Sunday, November 13, 2016

Like That Woman in the Picture

I watched Sunday on CBS with Jane Paulie. A reporter (?) interviewed some hurting people who are "low class," as one woman described herself with not a bit of shame or artifice. She talked of her troubles. She's a young woman, 20s, who said the closing of the coal mines because of EPA and environmental concerns split families. Men go off to work as they can find it and women and children stay put in the "home where [her] family lived for generations."

Two things, neither promising:

1) No one in government is going to get those coal jobs (or manufacturing jobs) back. I don't think anyone who promised to meant a word. And the Democrats in congress can block a lot of votes to prevent environmental apocalypse. (The Rs don't have 60%.)

B. Any major shift in work life (early mankind adopting agriculture, the industrial revolution, the rise of .com and e-commerce) brings upheaval. Some changes are good. Some are bad. Some changes are split between good for one and bad for another. All changes have required some people to adapt to relocation, loss of livelihood, and great stress. Former hunter/gatherers didn't hire guides when they could now grow their own. Large numbers of farm workers moved from rural areas to get manufacturing jobs in cities, many women, many exploited. And now, like me, Adam, and Ariane, some work from home by computer rather than going into a job in town. And steelworkers and coal miners have no jobs near home.

The "low class" woman reminds me of myself.
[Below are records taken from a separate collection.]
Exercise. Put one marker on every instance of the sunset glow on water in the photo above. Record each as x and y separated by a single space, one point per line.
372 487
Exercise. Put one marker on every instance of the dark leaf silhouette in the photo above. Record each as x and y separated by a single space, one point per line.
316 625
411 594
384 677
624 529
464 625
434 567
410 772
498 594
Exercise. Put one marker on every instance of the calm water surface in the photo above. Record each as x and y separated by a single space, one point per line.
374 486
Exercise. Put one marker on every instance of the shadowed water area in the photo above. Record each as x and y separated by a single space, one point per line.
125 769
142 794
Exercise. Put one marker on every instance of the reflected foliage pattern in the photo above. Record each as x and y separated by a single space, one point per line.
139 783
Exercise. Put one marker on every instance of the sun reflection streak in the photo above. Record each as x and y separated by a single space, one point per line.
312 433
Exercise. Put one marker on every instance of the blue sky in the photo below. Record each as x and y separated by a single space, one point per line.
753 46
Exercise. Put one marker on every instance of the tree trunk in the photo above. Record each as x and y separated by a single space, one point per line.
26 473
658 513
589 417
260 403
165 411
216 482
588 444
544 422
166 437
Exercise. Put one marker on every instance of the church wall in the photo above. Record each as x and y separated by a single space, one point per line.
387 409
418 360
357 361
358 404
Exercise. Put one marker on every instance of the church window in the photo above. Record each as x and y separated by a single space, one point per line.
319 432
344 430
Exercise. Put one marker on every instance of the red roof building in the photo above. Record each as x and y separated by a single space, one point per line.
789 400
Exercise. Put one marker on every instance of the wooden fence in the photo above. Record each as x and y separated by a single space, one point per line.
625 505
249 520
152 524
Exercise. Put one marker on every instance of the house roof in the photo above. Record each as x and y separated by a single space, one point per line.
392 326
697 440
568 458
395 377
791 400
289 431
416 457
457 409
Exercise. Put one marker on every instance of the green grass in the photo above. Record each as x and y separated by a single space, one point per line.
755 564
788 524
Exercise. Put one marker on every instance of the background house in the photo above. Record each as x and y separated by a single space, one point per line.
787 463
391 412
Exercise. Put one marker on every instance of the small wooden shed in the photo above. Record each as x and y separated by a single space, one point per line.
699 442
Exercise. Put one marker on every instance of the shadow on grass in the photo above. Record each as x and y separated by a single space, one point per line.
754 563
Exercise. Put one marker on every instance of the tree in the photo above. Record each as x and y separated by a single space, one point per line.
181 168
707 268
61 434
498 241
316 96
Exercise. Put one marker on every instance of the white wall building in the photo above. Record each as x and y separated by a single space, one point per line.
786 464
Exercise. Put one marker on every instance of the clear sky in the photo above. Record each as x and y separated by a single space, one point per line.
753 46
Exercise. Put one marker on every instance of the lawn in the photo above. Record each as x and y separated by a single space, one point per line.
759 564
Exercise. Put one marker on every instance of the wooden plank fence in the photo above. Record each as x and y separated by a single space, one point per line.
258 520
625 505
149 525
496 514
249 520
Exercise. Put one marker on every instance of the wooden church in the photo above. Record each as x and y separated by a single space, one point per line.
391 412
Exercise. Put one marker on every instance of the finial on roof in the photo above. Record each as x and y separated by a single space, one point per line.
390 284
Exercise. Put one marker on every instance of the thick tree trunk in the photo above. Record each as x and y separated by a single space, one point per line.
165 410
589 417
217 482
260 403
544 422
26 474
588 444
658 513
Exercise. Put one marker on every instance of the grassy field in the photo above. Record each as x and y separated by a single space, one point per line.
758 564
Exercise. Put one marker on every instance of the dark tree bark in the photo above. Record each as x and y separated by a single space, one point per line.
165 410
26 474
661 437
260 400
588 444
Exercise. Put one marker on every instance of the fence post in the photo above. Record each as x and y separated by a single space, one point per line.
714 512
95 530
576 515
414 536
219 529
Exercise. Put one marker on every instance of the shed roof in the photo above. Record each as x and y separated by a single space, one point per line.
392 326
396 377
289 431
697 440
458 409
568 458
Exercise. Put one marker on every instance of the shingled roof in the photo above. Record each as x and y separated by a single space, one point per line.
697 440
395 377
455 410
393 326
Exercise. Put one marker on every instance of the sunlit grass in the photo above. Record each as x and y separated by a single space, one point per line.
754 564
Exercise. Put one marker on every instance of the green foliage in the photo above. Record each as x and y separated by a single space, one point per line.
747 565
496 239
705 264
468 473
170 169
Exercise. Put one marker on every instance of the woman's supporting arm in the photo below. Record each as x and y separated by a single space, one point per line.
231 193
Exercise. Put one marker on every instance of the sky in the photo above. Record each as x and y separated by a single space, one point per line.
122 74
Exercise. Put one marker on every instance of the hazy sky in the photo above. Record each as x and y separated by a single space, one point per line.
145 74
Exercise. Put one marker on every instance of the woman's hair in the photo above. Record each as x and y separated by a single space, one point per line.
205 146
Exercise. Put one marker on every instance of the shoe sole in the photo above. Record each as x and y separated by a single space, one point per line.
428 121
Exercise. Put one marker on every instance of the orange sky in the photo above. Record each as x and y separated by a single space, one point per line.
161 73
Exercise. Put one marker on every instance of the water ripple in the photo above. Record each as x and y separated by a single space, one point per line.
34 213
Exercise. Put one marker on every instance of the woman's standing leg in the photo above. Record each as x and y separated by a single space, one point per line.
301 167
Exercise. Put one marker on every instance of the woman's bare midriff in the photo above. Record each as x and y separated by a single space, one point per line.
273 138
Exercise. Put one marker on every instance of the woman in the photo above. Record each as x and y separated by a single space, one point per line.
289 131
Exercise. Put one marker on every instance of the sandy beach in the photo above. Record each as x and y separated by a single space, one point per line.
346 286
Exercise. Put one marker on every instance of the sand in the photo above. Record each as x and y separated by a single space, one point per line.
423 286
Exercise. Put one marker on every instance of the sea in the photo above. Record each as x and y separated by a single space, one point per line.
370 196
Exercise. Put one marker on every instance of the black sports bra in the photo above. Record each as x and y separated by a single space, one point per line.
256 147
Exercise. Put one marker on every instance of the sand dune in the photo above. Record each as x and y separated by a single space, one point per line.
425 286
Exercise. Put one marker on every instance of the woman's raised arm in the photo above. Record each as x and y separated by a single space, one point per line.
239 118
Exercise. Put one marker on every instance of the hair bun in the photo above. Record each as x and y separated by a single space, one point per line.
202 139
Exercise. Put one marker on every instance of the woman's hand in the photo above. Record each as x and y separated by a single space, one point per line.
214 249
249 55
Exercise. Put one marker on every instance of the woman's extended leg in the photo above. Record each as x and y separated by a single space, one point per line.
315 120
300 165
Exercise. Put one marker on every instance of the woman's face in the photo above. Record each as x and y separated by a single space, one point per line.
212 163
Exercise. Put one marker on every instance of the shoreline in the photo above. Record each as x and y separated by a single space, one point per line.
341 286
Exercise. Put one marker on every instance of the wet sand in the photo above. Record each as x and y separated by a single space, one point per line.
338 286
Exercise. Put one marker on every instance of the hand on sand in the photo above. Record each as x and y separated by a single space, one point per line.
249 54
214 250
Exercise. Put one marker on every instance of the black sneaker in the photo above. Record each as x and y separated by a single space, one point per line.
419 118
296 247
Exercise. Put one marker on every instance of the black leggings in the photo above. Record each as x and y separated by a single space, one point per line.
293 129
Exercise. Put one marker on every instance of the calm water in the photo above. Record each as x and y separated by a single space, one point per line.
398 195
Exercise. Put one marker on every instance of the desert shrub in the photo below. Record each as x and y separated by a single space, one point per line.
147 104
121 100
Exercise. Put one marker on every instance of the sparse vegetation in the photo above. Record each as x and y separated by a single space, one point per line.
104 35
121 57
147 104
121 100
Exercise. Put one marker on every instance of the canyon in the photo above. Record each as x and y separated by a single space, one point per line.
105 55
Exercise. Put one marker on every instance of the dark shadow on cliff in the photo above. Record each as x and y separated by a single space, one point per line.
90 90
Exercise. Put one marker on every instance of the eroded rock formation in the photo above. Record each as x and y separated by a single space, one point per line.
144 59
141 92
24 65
I needed to create a whole new way to be in the world, more because of bad family issues than national issues. I had few resources. The military got me the hell out of town. And the things that were untenable back home were improved. I had to leave my home and some dear people. But my daughter is in much better position than she'd have been in had I stayed.

The woman who faces a split family and hard times gets my sympathy and empathy. I want her to find a way to have a good family life and plenty. I'm willing to pay taxes to get her and/or her husband some retraining. I'd support tax breaks if they have to move.

But I won't give her what she wants. I won't support reopening those coal mines. It's wrong for more people than it is right for. I'm sorry. She's in for hard times to come this next four years.

Later this morning, I learned Elton John has the photo "Migrant Mother" by Dorothea Lange.


It seemed fitting to put her here.



1 comment:

  1. Yes, yes, yes. I support paying taxes to get all of us the things we need that we cannot provide ourselves individually. Change is hard. Change is hard. Change is good.